How to quickly convert file formats
published 2023-08-08 (last changed on 2024-03-14) by
This is a collection of a few useful commands for converting files between formats that I use all the time.
# Audio
# Audio → FLAC
lossless if converting from e.g. WAV
$ flac --best input.wav
# Audio → Opus
Check Opus Recommended Settings for the ideal bitrate for your use case.
24 Kb/s is a good basis for very small files that are still high quality for voice recordings. Only use --downmix-mono
if you don’t loose information by merging stereo audio to mono.
$ opusenc --bitrate 24 --downmix-mono input.wav output.opus
# PDFs
# PDF → Extracted Images
$ mkdir tmp
$ pdfimages input.pdf -all tmp/name
This will extract all images that are contained in the input pdf to tmp/name-000.png
, tmp/name-001.jpg
, etc.
# PDF → PNG
$ pdftoppm input.pdf slides -png -scale-to 1080 -progress
This will generate images like slides-1.png
for every page of the PDF with the specified width.
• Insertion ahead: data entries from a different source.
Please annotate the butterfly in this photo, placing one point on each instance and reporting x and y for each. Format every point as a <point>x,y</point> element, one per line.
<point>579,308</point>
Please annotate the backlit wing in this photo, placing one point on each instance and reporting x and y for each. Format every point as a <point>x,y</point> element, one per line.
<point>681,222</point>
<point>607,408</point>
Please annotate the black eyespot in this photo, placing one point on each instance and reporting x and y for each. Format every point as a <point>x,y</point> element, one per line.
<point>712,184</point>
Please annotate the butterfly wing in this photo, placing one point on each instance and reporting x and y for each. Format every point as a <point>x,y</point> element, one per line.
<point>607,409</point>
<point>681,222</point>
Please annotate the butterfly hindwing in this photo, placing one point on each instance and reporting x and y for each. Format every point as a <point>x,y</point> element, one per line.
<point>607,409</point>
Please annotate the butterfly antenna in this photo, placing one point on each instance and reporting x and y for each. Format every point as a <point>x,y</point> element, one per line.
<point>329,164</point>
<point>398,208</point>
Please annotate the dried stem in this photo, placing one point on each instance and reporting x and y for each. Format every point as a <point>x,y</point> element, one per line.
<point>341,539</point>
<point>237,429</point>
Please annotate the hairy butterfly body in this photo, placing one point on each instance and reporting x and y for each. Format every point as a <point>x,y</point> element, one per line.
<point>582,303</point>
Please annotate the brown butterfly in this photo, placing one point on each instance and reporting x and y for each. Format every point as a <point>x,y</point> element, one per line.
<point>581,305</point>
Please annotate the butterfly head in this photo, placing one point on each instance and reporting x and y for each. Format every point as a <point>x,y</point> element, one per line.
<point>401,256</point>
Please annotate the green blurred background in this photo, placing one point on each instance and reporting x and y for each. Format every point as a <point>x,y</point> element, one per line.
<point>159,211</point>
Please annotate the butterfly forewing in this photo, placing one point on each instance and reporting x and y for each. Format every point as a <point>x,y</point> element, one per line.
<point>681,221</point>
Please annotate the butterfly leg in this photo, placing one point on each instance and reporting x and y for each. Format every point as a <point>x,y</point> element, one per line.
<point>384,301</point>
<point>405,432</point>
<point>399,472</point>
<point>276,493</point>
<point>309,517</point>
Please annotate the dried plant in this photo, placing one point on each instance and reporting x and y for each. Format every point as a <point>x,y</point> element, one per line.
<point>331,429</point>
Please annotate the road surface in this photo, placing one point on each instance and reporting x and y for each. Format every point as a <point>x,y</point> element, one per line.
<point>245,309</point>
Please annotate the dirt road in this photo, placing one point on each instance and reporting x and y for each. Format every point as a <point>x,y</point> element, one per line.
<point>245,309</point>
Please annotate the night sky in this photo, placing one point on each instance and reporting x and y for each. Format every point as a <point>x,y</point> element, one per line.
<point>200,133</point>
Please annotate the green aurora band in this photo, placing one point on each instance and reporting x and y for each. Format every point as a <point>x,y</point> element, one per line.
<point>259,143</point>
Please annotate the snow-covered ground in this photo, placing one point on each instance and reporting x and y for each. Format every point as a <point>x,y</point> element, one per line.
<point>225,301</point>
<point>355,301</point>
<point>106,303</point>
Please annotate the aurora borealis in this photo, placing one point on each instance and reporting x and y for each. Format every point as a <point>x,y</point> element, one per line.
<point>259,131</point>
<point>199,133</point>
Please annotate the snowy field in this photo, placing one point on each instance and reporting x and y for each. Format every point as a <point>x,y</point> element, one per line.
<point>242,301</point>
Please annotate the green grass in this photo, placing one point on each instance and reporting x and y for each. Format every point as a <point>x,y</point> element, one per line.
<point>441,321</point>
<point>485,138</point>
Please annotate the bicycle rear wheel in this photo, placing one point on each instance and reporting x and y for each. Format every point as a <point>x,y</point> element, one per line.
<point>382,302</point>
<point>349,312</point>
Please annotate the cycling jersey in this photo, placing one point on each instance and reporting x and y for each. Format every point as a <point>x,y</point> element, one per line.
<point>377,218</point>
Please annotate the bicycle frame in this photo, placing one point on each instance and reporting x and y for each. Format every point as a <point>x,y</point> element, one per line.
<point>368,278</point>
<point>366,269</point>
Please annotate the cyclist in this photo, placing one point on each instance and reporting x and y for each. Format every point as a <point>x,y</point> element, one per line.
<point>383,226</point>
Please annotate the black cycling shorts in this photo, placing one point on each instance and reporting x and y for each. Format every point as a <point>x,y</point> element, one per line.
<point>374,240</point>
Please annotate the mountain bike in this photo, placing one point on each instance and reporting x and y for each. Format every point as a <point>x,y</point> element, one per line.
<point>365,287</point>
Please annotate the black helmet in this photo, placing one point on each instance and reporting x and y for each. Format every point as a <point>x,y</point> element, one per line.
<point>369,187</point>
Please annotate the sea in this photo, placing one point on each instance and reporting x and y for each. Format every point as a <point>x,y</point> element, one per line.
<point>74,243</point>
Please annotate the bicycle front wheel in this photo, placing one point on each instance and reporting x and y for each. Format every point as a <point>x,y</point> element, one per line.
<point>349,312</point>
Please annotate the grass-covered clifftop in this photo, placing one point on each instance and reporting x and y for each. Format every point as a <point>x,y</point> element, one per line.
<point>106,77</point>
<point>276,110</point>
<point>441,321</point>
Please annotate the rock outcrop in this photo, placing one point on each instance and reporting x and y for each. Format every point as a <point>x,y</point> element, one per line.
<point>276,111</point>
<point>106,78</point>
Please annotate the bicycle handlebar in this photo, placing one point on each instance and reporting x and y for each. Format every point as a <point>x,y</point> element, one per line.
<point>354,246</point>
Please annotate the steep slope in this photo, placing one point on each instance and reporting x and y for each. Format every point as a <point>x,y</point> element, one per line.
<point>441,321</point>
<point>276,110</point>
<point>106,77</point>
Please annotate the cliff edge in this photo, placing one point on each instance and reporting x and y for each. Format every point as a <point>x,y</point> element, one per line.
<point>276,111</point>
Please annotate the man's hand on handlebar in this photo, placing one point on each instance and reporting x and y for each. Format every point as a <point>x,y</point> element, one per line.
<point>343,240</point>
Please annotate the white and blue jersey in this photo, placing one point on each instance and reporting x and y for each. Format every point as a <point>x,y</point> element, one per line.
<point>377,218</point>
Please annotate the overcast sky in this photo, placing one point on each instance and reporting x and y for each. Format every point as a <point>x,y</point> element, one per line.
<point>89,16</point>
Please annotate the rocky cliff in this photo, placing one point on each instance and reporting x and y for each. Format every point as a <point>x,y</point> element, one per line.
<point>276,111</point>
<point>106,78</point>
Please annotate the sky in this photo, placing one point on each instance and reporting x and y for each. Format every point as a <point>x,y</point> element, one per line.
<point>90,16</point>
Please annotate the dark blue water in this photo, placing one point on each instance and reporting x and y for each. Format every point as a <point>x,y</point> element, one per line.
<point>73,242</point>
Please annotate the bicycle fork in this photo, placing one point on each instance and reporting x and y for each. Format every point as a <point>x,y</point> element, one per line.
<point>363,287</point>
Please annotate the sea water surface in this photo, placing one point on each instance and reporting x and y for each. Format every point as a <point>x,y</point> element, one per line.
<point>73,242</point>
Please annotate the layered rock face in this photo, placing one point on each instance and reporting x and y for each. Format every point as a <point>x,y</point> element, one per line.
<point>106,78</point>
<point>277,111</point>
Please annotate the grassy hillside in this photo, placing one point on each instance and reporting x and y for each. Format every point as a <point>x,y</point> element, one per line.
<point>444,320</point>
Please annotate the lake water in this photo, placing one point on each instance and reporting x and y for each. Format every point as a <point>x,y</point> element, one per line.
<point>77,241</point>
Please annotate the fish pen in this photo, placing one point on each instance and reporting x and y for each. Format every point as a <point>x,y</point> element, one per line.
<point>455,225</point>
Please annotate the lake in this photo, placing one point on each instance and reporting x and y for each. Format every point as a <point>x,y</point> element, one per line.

With e.g. -scale-to 3840
one can quickly convert a PDF of presentation slides to images for a high quality 4K video.
# PDF → compressed PDF
Sometimes I have a PDF that is far too large (hundreds of MB for a simple document) because it was generated in an ineffcient way. Using ghostscript can in many cases reduce the file size dramatically while decreasing the quality only a bit.
$ gs -sDEVICE=pdfwrite -dCompatibilityLevel=1.4 -dPDFSETTINGS=/ebook -dPrinted=false -dNOPAUSE -dBATCH -sOutputFile=small.pdf input.pdf
Depending on the required quality, /ebook
can be replaced with one of /printer
, /prepress
and /default
(or /screen
for a very bad quality). See the documentation for more information
# PDF → PDF with OCR
$ ocrmypdf -cdr --force-ocr input.pdf ocr.pdf -l deu
Check the documentation for more information.
# PDF → Plaintext → Spellcheck
$ pdftotext main.pdf - | pylanguagetool
Using my own commandline interface to LanguageTool.